The Tillamook County Wellness “Why I’m In” interview series highlights our community partners and what has inspired and motivated them to work toward the common goal of improving community health. 

“WHY I’M IN” – An Interview with David Butler, President, Adventist Health Tillamook Regional Medical Center

What drew you into the Year of Wellness, now Tillamook County Wellness?

Butler:  Wellness is a movement I personally believe in.  I like feeling good.  This is a personal commitment that my wife and I have made to each other and to our children.  We want to have a fruitful life and enjoy each other and our family and friends for as long as we can.

From a faith-based perspective, I believe God created these amazing bodies, this machinery, that can take care of itself if we are putting the right things into it.  I think it’s to our advantage to understand what works for each of us.  What may work for one person, may not work for others.  In general, though, there are best practices we can follow and that’s what we are doing here.

As an organization, I have always been in favor of “well care” rather than “sick care.”  That’s why I love Tillamook County Wellness.  It’s focusing more on long term health.  We know we can prevent Type 2 Diabetes.  There is so much evidence out there.  We are almost negligent if we don’t do this.

What, if any, changes have you seen come about as a result of this work? 
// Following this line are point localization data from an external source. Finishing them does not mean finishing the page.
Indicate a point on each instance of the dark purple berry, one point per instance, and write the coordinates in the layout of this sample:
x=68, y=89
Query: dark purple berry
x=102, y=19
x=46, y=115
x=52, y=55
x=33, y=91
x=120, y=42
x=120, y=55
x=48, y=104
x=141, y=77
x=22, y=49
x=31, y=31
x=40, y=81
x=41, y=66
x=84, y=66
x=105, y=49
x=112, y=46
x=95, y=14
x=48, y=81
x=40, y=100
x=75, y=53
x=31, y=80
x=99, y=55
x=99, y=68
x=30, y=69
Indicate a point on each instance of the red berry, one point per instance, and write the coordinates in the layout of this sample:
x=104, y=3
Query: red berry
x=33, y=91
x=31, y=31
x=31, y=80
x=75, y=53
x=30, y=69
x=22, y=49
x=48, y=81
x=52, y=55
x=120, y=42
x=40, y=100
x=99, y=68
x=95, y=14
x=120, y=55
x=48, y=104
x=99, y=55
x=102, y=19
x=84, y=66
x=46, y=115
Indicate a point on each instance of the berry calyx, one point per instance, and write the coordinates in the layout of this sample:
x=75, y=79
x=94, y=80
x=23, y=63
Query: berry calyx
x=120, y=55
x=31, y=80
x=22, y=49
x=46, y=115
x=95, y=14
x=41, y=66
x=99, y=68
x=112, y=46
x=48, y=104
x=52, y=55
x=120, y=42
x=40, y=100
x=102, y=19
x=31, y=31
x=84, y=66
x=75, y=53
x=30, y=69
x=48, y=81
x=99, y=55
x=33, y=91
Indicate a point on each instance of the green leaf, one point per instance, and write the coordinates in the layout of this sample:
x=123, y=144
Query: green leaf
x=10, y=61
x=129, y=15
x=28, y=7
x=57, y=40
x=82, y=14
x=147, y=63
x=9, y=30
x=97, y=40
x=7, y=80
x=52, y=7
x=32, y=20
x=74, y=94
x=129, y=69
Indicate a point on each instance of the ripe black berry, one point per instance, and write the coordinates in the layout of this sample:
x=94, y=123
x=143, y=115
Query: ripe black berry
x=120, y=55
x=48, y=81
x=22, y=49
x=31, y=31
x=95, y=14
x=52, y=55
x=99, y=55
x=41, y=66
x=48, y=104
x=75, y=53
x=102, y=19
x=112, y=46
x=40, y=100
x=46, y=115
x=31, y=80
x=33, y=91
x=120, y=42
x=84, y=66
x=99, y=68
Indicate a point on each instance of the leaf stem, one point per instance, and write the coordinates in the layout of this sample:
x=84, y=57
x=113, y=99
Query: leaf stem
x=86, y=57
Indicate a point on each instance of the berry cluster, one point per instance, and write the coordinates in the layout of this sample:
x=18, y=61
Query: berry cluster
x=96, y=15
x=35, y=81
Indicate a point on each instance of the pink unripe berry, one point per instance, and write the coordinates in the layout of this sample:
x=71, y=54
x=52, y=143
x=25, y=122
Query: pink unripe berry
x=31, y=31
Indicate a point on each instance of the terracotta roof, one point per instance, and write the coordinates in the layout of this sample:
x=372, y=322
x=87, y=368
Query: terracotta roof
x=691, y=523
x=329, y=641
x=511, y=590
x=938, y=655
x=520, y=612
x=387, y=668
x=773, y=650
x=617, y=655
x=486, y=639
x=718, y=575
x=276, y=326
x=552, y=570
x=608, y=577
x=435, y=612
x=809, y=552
Butler:  I am seeing more education, more marketing.  I think a lot of this is just about education – people understanding that they can have hope and that there is a way out.  Demonstrating how they can feel better and how they can eliminate some of the ailments they’ve had.

Our CHIP program is a great example of how we are changing health.  We have had 500 residents go through the program since it started.  That’s 10% of the city’s population!  People lose weight, their health improves and they feel better.  The results we have seen have been amazing.
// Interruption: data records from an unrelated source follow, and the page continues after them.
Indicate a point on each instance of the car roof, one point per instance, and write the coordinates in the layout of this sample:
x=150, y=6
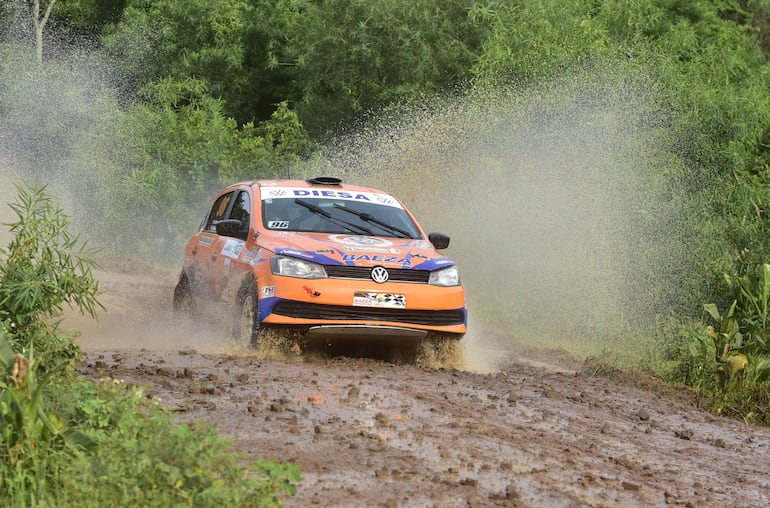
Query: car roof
x=318, y=182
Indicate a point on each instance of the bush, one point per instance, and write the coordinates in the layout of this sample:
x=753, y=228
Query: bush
x=111, y=446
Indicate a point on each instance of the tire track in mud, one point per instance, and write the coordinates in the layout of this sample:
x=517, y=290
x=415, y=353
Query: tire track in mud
x=370, y=433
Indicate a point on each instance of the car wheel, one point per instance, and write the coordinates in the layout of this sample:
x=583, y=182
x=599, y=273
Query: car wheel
x=441, y=351
x=183, y=300
x=247, y=324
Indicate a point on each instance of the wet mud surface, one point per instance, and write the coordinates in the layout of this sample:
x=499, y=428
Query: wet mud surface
x=366, y=432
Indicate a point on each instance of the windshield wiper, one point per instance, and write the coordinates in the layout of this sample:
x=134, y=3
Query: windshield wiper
x=369, y=218
x=353, y=228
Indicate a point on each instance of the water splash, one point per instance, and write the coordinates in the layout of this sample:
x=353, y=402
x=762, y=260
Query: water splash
x=554, y=197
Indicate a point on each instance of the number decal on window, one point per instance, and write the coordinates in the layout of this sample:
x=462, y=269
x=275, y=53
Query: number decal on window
x=278, y=224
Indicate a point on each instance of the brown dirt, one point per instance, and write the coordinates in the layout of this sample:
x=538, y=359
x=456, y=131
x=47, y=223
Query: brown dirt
x=370, y=433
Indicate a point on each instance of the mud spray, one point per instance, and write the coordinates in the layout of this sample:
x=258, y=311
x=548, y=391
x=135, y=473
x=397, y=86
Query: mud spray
x=555, y=201
x=552, y=195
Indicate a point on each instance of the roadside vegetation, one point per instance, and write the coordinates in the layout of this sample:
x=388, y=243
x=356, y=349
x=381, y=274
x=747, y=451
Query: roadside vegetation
x=199, y=93
x=67, y=441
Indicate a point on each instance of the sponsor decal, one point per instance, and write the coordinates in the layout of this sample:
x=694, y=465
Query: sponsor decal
x=205, y=241
x=249, y=255
x=278, y=224
x=377, y=258
x=294, y=252
x=361, y=241
x=232, y=248
x=387, y=300
x=310, y=291
x=383, y=250
x=295, y=192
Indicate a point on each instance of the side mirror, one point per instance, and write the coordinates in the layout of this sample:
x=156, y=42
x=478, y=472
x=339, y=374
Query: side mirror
x=229, y=227
x=438, y=240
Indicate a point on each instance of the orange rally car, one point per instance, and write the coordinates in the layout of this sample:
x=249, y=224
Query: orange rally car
x=325, y=259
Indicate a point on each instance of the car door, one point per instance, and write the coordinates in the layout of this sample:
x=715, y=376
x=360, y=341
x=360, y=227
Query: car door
x=206, y=252
x=228, y=272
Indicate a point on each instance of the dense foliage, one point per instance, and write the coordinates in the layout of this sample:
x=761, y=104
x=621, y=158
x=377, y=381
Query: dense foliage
x=200, y=93
x=65, y=441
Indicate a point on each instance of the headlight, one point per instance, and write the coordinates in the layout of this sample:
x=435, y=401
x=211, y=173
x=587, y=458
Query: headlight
x=445, y=277
x=293, y=267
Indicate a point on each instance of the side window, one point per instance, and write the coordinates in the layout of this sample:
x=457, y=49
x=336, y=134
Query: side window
x=242, y=211
x=218, y=212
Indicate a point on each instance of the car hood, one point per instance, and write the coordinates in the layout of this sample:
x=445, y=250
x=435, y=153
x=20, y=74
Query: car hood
x=353, y=250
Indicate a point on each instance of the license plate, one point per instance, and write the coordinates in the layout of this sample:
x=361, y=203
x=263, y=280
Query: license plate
x=386, y=300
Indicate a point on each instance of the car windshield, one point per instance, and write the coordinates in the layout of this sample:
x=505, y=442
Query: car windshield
x=337, y=216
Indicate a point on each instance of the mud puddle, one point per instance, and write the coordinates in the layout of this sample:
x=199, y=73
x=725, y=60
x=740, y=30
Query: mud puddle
x=539, y=431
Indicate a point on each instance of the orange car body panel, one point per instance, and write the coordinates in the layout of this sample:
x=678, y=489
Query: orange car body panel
x=217, y=266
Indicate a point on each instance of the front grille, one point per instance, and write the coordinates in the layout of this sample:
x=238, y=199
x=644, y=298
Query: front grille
x=304, y=310
x=364, y=272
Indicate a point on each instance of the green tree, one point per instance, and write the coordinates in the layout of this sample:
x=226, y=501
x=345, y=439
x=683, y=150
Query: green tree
x=346, y=56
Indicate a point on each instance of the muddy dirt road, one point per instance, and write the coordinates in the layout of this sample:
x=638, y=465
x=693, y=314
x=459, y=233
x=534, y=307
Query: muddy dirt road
x=370, y=433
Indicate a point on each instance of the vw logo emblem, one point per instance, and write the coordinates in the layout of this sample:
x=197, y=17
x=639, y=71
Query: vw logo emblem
x=380, y=275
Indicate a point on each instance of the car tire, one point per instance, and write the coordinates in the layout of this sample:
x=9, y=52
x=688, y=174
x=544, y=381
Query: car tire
x=441, y=351
x=247, y=321
x=183, y=305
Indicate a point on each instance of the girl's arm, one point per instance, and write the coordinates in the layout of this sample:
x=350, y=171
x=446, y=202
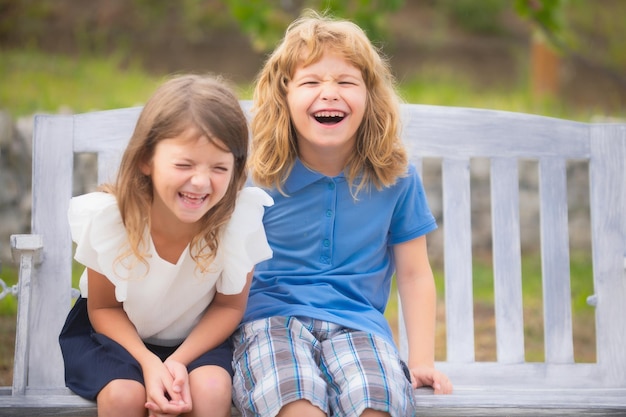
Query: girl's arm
x=217, y=324
x=416, y=286
x=108, y=317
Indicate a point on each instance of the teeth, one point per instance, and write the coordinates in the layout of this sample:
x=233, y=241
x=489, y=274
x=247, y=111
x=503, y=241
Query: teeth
x=329, y=114
x=192, y=197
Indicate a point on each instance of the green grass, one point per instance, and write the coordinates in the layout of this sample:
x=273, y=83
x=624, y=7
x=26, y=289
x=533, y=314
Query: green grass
x=32, y=82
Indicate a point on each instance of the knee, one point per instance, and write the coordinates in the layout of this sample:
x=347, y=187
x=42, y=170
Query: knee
x=211, y=383
x=122, y=397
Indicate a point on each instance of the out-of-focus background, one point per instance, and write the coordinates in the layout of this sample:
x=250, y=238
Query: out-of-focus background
x=558, y=58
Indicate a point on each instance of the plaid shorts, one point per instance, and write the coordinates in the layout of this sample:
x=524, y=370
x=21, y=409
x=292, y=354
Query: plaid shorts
x=341, y=371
On the healthcare side, I am seeing excitement on the part of some of our providers.  I like that this is about more than one organization.  We are seeing prejudices, walls and barriers coming down by educating, communicating and partnering.
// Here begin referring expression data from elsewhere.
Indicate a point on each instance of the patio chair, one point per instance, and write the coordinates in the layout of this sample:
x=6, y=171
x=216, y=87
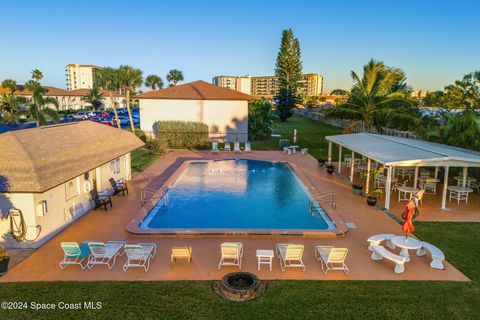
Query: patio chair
x=183, y=253
x=236, y=146
x=74, y=254
x=290, y=255
x=232, y=253
x=102, y=253
x=331, y=258
x=99, y=200
x=118, y=186
x=138, y=255
x=214, y=147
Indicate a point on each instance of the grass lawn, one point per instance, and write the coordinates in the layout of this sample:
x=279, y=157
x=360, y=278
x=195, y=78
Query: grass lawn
x=283, y=299
x=310, y=134
x=142, y=158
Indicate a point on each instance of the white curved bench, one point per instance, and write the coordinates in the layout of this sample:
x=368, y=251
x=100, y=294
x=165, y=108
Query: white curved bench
x=378, y=238
x=379, y=252
x=437, y=255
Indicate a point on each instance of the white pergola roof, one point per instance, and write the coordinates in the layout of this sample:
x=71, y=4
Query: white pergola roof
x=395, y=151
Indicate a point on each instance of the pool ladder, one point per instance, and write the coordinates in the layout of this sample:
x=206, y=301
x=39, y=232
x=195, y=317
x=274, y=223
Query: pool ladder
x=150, y=195
x=322, y=197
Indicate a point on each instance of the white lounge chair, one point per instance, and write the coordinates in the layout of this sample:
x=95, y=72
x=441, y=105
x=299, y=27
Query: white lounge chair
x=74, y=254
x=331, y=258
x=379, y=238
x=290, y=255
x=236, y=146
x=102, y=253
x=214, y=147
x=437, y=255
x=232, y=253
x=379, y=252
x=139, y=255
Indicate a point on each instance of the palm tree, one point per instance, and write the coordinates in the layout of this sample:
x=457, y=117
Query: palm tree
x=174, y=76
x=379, y=96
x=94, y=97
x=129, y=79
x=9, y=107
x=154, y=82
x=107, y=78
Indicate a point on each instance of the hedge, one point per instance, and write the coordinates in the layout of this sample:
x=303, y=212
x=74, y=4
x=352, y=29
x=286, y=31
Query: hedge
x=182, y=134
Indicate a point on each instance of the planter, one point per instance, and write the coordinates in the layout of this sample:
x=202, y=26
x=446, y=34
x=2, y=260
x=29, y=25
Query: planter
x=4, y=266
x=357, y=190
x=371, y=201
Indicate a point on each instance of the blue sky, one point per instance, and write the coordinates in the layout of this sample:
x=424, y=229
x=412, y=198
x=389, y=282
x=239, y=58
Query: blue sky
x=434, y=42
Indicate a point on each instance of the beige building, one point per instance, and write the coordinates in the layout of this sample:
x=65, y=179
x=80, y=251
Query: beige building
x=80, y=76
x=241, y=84
x=311, y=84
x=72, y=99
x=47, y=187
x=225, y=111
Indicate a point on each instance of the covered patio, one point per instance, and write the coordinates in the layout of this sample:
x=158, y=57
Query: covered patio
x=410, y=166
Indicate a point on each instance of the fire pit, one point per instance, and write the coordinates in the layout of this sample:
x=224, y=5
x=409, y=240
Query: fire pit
x=239, y=286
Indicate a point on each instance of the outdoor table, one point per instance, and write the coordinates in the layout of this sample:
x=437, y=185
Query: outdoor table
x=406, y=243
x=265, y=257
x=459, y=193
x=405, y=190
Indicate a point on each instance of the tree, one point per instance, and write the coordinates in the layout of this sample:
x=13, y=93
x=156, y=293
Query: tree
x=289, y=72
x=9, y=107
x=260, y=117
x=129, y=79
x=107, y=79
x=94, y=98
x=154, y=82
x=174, y=76
x=379, y=97
x=9, y=84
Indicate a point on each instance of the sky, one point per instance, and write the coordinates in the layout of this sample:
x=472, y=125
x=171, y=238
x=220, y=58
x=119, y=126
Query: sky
x=434, y=41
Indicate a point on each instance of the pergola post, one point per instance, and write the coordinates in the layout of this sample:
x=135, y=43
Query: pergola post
x=329, y=152
x=445, y=188
x=352, y=166
x=369, y=162
x=339, y=159
x=415, y=179
x=464, y=178
x=388, y=186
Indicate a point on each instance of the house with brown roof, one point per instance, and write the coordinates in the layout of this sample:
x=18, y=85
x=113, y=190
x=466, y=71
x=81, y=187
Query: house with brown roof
x=225, y=111
x=47, y=173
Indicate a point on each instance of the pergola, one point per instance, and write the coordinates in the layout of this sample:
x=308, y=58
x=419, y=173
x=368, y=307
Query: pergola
x=394, y=152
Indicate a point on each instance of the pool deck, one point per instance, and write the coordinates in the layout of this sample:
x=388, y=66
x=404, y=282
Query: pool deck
x=42, y=265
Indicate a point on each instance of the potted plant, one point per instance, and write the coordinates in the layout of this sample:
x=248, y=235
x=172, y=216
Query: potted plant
x=4, y=259
x=330, y=168
x=357, y=189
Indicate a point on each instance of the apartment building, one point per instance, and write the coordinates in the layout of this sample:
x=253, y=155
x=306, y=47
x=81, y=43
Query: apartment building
x=80, y=76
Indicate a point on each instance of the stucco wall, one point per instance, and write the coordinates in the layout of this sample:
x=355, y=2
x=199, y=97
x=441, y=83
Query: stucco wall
x=222, y=116
x=63, y=207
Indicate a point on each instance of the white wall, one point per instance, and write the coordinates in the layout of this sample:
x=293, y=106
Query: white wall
x=62, y=208
x=223, y=116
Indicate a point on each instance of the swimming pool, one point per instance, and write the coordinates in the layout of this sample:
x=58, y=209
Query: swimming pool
x=237, y=195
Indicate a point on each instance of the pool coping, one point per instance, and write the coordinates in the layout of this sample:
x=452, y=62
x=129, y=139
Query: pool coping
x=134, y=225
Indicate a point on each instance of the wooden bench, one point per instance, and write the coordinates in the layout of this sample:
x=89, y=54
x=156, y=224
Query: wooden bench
x=378, y=238
x=437, y=255
x=379, y=252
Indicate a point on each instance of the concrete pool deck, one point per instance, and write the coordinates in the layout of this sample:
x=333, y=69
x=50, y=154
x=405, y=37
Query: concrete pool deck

What have you learned from being involved in this work?

Butler:  I’ve learned that you need to have thick skin and be persistent; that, if you stay the course and don’t give up, you can achieve quite a bit.  People will get on the bandwagon and provide resources and help.  I’ve learned that, when you get a lot of people changing, you get everyone’s attention and then even more people want to become part of the movement.

What are your hopes for this work as it relates to you/your organization?

Butler:  My hopes are that we see more businesses and organizations support this.  By that I don’t just mean going to meetings but contributing resources and money.  I’d also like to see civic organizations and mom and pop businesses supporting this within their organizations.  We are not talking about expensive changes in lifestyle habits.  We aren’t talking about running a marathon here.  We are talking about tweaking things.  It’s about getting outside for fresh air and sunshine.  My family bought a trampoline and we are all using it.  It’s great for our health and it’s fun.

Another hope is that the food and restaurant industry in our county jumps on the bandwagon and starts offering more healthy options.  Maybe even offering special “approved” menu items that align with our wellness efforts.  We are stepping up in our own hospital cafeteria, intentionally offering healthier options in the ingredients we serve.

What are your hopes for this work as it relates to changing population health in Tillamook County. 

Butler:  If I think about taking that “big swing” it would be to see Tillamook County meet the criteria of a Blue Zone, places where people are living longer, healthier lives as whole population. We know there is a link between lifestyle and chronic disease and mental health but what are we doing about it?  Wellness means reversing a chain reaction.  If we can change our lifestyles, we can reduce disease, depression and even suicide rates.